Chronique musique

Maud Geffray – Polaar : (ré)apprendre l’Électro.

Maud Geffray – Polaar : (ré)apprendre l’Électro.

Quelques mois à peine après la sortie de "Motor of Love", premier album de l’autre moitié (Sébastien Chenut) de ce groupe iconique (et pourtant méconnu voire inconnu du grand public) qu’est Scratch Massive, c’est au tour, assez logique, de Maud Geffray de se lancer.

Bien que le groupe ne se soit pas séparé (ils travaillent toujours ensemble, et même très régulièrement sur les bandes-son des films de la femme de Sébastien Chenut, Zoe Cassavetes – "Days Out Of Days", "Junior" – dont ils semblent se faire pour le moment une spécialité), ils ont décidé, pour quelque raison que ce soit, d’œuvrer sur leurs projets respectifs tout en fondant bORDEL, leur label.


 

En tant que grand fan, pour ne pas dire fan absolu de ce groupe, qui m’a finalement initié à ce grand genre que l’on pourrait appeler l’« Électro » (true story), chaque petite info’, chaque petit morceau ou EP (je ne parle même pas d’un album) devient objet de culte, et même sacré.
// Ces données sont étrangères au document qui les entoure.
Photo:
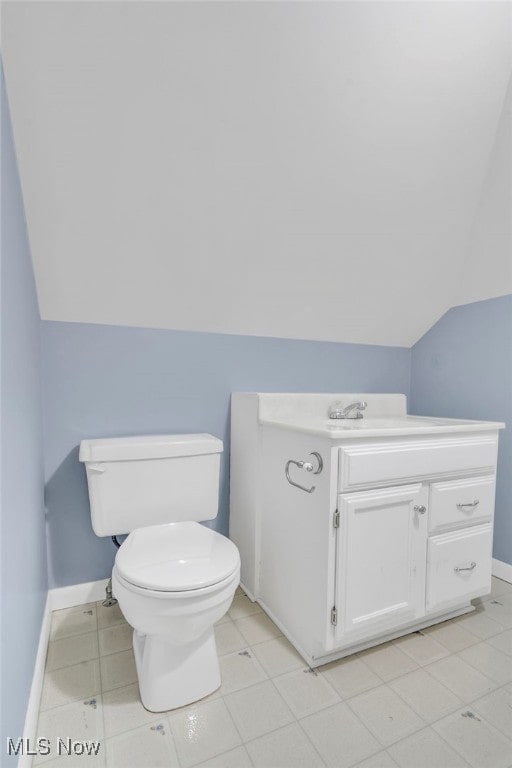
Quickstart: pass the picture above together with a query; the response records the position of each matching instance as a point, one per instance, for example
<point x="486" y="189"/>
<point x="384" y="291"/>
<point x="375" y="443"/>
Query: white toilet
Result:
<point x="173" y="577"/>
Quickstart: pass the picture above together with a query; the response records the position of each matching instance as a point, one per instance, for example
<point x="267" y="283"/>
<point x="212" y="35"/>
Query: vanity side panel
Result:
<point x="298" y="540"/>
<point x="244" y="527"/>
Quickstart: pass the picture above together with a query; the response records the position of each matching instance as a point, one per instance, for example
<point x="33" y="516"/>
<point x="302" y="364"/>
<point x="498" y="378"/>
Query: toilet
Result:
<point x="173" y="577"/>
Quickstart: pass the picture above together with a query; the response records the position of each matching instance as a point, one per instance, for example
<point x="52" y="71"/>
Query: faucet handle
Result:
<point x="336" y="411"/>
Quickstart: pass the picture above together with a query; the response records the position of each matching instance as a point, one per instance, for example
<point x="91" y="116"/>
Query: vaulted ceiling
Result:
<point x="337" y="171"/>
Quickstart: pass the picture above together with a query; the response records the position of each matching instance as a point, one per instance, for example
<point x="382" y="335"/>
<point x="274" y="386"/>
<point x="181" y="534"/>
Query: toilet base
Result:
<point x="172" y="676"/>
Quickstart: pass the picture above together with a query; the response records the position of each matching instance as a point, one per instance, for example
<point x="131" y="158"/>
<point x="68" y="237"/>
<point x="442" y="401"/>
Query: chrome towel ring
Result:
<point x="308" y="466"/>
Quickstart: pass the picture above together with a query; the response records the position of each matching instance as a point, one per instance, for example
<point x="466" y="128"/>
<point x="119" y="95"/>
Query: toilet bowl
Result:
<point x="173" y="582"/>
<point x="173" y="577"/>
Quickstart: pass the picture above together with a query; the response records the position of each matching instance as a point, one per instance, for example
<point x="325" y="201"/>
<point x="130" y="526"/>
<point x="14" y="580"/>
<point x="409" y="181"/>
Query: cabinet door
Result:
<point x="381" y="560"/>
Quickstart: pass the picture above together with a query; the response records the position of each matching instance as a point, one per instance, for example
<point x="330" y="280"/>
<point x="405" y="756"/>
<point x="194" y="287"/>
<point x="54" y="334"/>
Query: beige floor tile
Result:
<point x="123" y="711"/>
<point x="500" y="587"/>
<point x="258" y="710"/>
<point x="228" y="638"/>
<point x="421" y="648"/>
<point x="498" y="610"/>
<point x="480" y="625"/>
<point x="385" y="714"/>
<point x="149" y="746"/>
<point x="496" y="708"/>
<point x="429" y="698"/>
<point x="502" y="642"/>
<point x="79" y="721"/>
<point x="450" y="634"/>
<point x="223" y="619"/>
<point x="305" y="692"/>
<point x="235" y="758"/>
<point x="288" y="747"/>
<point x="72" y="650"/>
<point x="117" y="670"/>
<point x="62" y="686"/>
<point x="73" y="621"/>
<point x="109" y="615"/>
<point x="489" y="661"/>
<point x="257" y="628"/>
<point x="66" y="760"/>
<point x="388" y="661"/>
<point x="239" y="670"/>
<point x="202" y="731"/>
<point x="481" y="745"/>
<point x="426" y="749"/>
<point x="350" y="676"/>
<point x="277" y="656"/>
<point x="340" y="737"/>
<point x="464" y="680"/>
<point x="380" y="760"/>
<point x="242" y="606"/>
<point x="115" y="638"/>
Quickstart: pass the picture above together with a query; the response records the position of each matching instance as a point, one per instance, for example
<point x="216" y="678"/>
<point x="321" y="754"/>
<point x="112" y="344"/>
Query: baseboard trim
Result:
<point x="502" y="570"/>
<point x="36" y="689"/>
<point x="77" y="594"/>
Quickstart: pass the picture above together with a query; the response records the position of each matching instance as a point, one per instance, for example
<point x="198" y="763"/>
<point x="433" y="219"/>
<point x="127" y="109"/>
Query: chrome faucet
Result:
<point x="352" y="411"/>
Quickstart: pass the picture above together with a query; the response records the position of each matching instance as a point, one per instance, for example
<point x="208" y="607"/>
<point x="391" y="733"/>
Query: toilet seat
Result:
<point x="176" y="557"/>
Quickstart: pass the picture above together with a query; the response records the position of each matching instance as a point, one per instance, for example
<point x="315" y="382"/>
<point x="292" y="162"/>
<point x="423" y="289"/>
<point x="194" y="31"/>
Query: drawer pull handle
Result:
<point x="471" y="504"/>
<point x="471" y="567"/>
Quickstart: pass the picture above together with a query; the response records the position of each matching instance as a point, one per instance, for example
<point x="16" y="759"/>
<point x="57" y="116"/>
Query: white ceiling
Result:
<point x="335" y="171"/>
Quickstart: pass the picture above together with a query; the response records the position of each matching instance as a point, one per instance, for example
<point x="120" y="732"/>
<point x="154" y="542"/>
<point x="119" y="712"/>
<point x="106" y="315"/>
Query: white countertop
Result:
<point x="384" y="426"/>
Et bien que "Motor of Love" ne m’ait pas ébranlé, je garde toujours néanmoins dans mon souvenir son magnifique Stranger Line qui me laisse à penser que Scratch Massive n’est pas mort et enterré. Et avec "Polaar", j’ai envie de dire qu’il y a toujours un espoir.

 

L’album se lance sur son titre éponyme, très froid (comme son clip), lent et langoureux, auréolé d’un peu de quelque violon électronique. Bien que séduisant en soi, il ne parvient néanmoins pas à attiser plus que ça la flamme en moi. C’est en revanche sur le morceau suivant, Ice Teens, que l’on sent un peu l’ascendance Scratch Massive. C’est noir, suave, et de fait plutôt plaisant, bien qu’imparfait (la perfection ici étant ce qu’a fait Scratch Massive). Et puis me vient alors une pensée alors que j’écris ces mots : on parle de Maud Geffray bordel, pas de Scratch Massive ! Petit mea culpa : c’est dur de laisser les monuments de sa jeunesse au placard. Mais revenons-en à Maud !

Clairement, l’album a un lien de parenté avec le travail du groupe-mère, mais est aussi très différent. Plus… Féminin j’allais dire. CQFD, merci Maxime pour cette brillante intervention ! Non mais sérieusement, ça se sent. Littéralement, intrinsèquement. Certes, le son est toujours aussi rugueux et sec, la signature de Scratch Massive, mais aussi, parfois, plus doux (notamment sur Sick of Love). Je dis ça, mais en parallèle de la rédaction de ce papier, je lis tonnes d’articles sur le féminisme, la sexualité, le sexisme, ce genre de trucs, et honte à moi, je ne sais plus si j’ai le droit d’écrire ça. Suis-je sexiste si je pense ça ? Si je l’écris ? Ta gueule Maxime.

 

Tout ça pour dire que malgré un bon album (sur lequel je ne me suis finalement pas tant penché que ça), je regretterais toujours, amèrement, l’effacement un peu vague d’un groupe comme Scratch Massive, qui alliait avec autant de beauté et de force la beauté et la force des deux sexes.

Mais bon, quelles que soit les raisons, c’est leur choix, et on devra faire avec.